И вдруг завыли сирены, и встречный патруль загнал Лесю в бомбоубежище. Налет она переждала среди женщин, детей и стариков, среди чемоданов, детских колясок, узелков и кастрюлек. Некоторые семьи — из разрушенных домов — здесь и жили.
Глухо доносились взрывы, будто издалека слышался треск зениток.
Страх. Именно он объединял людей, оказавшихся в убежище. Они молчали, даже дети не плакали. Слышны были только голоса «гитлер-девиц», оказывавших первую помощь пострадавшим.
Лесе удалось после налета быстро отыскать нужный адрес — дом уцелел, и ее встретили в нем приветливо. В последующие дни она, когда позволяли дела, много бродила по Берлину — хотелось знать, каков он, этот город. В чистеньких скверах и парках стояли зенитные батареи, укрытые маскировочными сетями. Везде — запретные зоны, аккуратные таблички: «Проход воспрещен. Сопротивление патрулю карается смертью». Разрушенные кварталы и оптимистические призывы: «Жители Берлина! Не бойтесь воздушных налетов противника. Вы находитесь под защитой мощной зенитной артиллерии. Паникеры караются смертью».
Самым употребляемым в этом городе было слово «смерть». А самым распространенным цветом — черный: повязки на рукавах у инвалидов, обрамление знамен, черная форма гестаповцев, закопченные руины…
Леся вспоминала улицы, по которым она ходила в Берлине, площади, облик столицы «третьего рейха» в те дни, когда до капитуляции было еще далеко, но и надежда на победу уже рассеялась, как туман на заре.
У нее была цепкая память: многие детали, подробности были такими, что их нельзя было заимствовать из газет, о подобном в газетах не пишут. Это можно было увидеть только в Берлине тех лет.
— Помню, как меня удивило объявление о конкурсе «домохозяек-изобретательниц». Первую премию получила вдова полицейского инспектора за изобретение миндального торта из овсяных отрубей…
Ганна молча слушала подругу, стараясь сразу же, по ходу, определить степень доверительности, искренности. Так ее учил Степан Мудрый: «Первый рассказ — самый правдивый и… самый опасный. На нем легко пойматься — из-за старания, чтобы все было правильно». Мудрый не допускал, что кто-нибудь может говорить правду. Все дело в том, удастся ли поймать на деталях или нет.
— А какие юбки носили берлинки? — неожиданно спросила она.
— Естественно, короткие, — ответила Леся. — Сам Геббельс, выступая в Спортпаласе, призвал: «Женщины Германии! Сокращайте до минимума свои одежды: ткани нужны фронту!»

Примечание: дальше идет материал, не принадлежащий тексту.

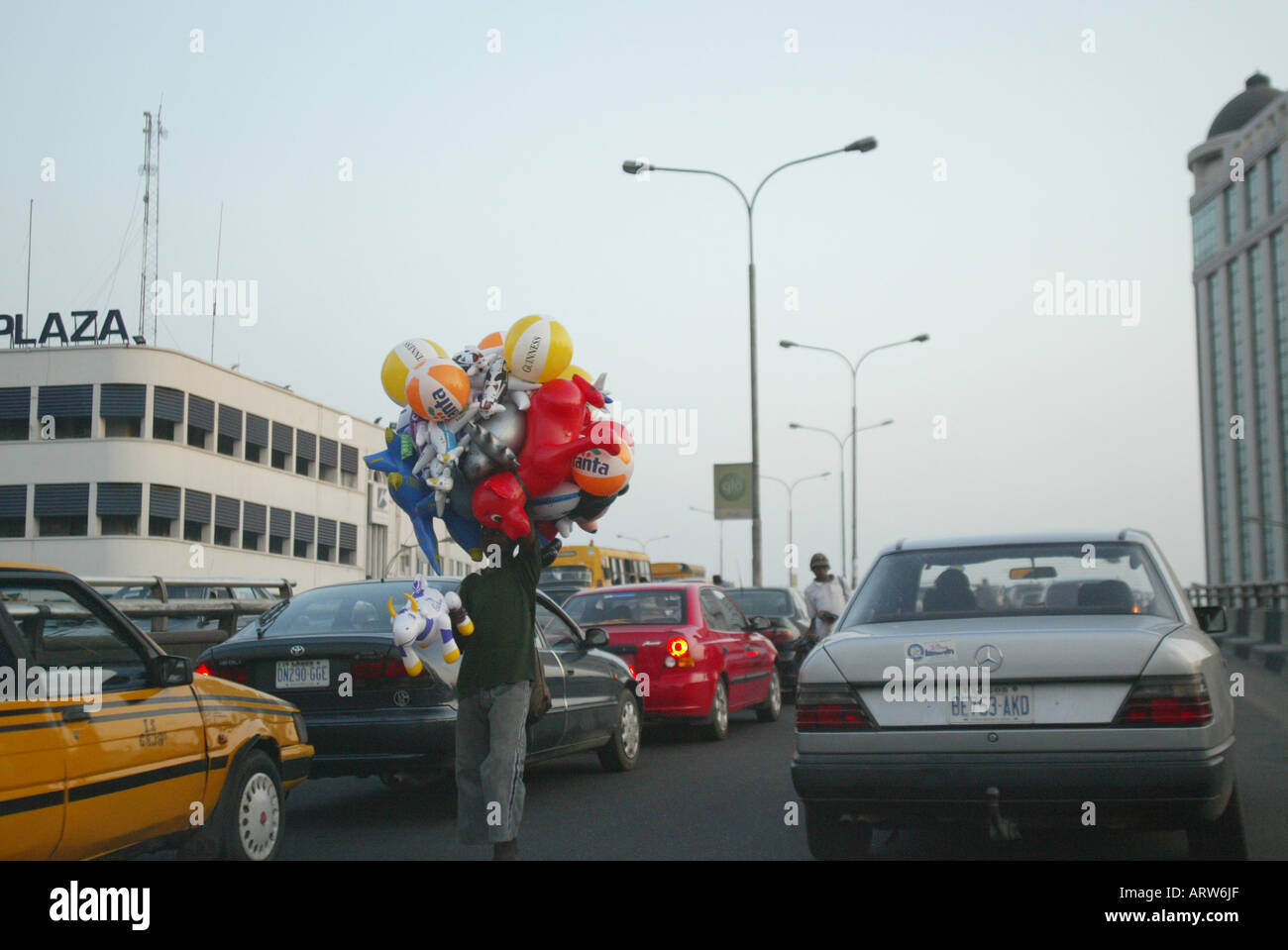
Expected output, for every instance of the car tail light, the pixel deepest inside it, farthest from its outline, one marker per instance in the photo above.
(377, 670)
(1167, 700)
(829, 709)
(237, 672)
(678, 653)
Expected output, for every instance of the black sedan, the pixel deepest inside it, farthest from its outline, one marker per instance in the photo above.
(330, 652)
(786, 610)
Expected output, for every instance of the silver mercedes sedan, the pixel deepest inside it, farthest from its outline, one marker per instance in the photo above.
(1013, 682)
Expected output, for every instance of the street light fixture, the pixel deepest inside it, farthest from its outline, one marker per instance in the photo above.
(791, 573)
(634, 167)
(854, 428)
(643, 544)
(840, 446)
(708, 511)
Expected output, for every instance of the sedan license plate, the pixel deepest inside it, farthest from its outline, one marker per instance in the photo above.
(1004, 703)
(303, 674)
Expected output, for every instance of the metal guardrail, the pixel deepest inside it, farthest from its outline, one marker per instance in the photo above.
(1270, 594)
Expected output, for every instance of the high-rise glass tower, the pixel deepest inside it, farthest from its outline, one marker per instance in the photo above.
(1239, 211)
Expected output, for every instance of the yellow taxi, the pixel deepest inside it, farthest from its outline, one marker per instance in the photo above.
(107, 743)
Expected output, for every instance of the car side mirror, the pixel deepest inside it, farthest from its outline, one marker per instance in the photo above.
(1211, 618)
(170, 671)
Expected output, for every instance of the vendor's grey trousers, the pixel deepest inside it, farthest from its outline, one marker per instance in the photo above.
(490, 743)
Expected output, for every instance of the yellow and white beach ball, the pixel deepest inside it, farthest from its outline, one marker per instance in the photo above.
(438, 389)
(537, 349)
(603, 474)
(400, 360)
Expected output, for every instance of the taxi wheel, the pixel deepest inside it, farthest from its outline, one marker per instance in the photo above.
(773, 704)
(256, 819)
(717, 723)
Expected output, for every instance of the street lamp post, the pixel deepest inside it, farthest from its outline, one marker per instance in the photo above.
(791, 572)
(854, 428)
(634, 167)
(840, 446)
(708, 511)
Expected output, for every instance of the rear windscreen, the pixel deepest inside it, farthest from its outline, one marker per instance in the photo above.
(605, 607)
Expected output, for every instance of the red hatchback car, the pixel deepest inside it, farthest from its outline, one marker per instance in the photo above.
(700, 654)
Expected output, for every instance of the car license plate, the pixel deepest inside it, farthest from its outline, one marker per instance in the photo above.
(1004, 703)
(292, 675)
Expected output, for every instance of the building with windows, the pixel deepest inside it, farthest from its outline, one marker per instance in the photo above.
(138, 461)
(1239, 213)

Леся произнесла последние фразы крикливо, напыщенно, так, по ее мнению, выкрикивал их колченогий доктор, и рассмеялась:
— До чего же долго помнится подобная чепуха! А мне, чтобы не выделяться, тоже пришлось подрезать платье — было странно светить голыми коленками…
Леся разговорилась: видно было, что и ей интересно вспомнить давнюю поездку в Германию.
— Я очень любила ходить в кафе «Комикерс». Там выступал любимец берлинцев комик Гробб. Старый, добрый и веселый. Надо было видеть, как он обращался к серой, скучной публике: «Немцы, смейтесь! Улыбайтесь, хохочите, гогочите, ржите, покатывайтесь со смеху! Смех полезен для организма. Он содержит витамины! Час смеха заменяет два яйца!» Комик веселился, а зрители сидели мрачные. Им было уже не до смеха. Умора!..
В голосе Леси послышалось злорадство. И его отметила Ганна. Что же, вполне естественно: молодая украинка, воспитанная в страхе перед рейхом, имела возможность поиздеваться над ним.